Natalie’s discomfort persisted as she thought about seeing them again. Originally, the plan had been to come up Saturday afternoon. They would have gone out as part of a bigger group, then headed off the next day to the Cascade Mountains. In all probability, they wouldn’t have left before noon on the Sunday, so Stacey and Melinda had arranged to take Monday off work. They would have stayed at a friend’s log cabin, thrown wood on the fire, drunk lots of wine, told jokes and done some serious talking.

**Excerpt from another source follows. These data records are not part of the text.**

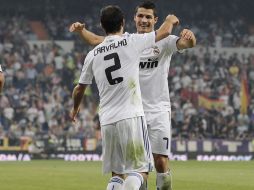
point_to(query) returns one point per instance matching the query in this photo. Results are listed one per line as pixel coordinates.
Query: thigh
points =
(135, 145)
(159, 129)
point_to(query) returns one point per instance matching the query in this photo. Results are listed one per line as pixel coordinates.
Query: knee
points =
(161, 163)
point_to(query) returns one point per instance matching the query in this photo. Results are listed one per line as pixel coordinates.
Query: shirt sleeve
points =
(86, 76)
(143, 41)
(171, 43)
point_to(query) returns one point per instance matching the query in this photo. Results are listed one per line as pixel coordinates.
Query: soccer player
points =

Then came the turn of events at Clamor, and Nguyen’s out-of-the-blue offer. “Take it!” they’d implored her, sounding happy – that she was getting back in the corporate saddle, that perhaps the gang was getting back together. So why did Natalie feel such apprehension as she walked into the candle-lit bar, looking out for their familiar faces?

There they were, at their usual table.

She walked over and they hugged and kissed and said their hellos! – yet, it felt oddly restrained. The immediate ease and warmth of yesteryear wasn’t quite there. She thought she noticed a guarded look in their eyes.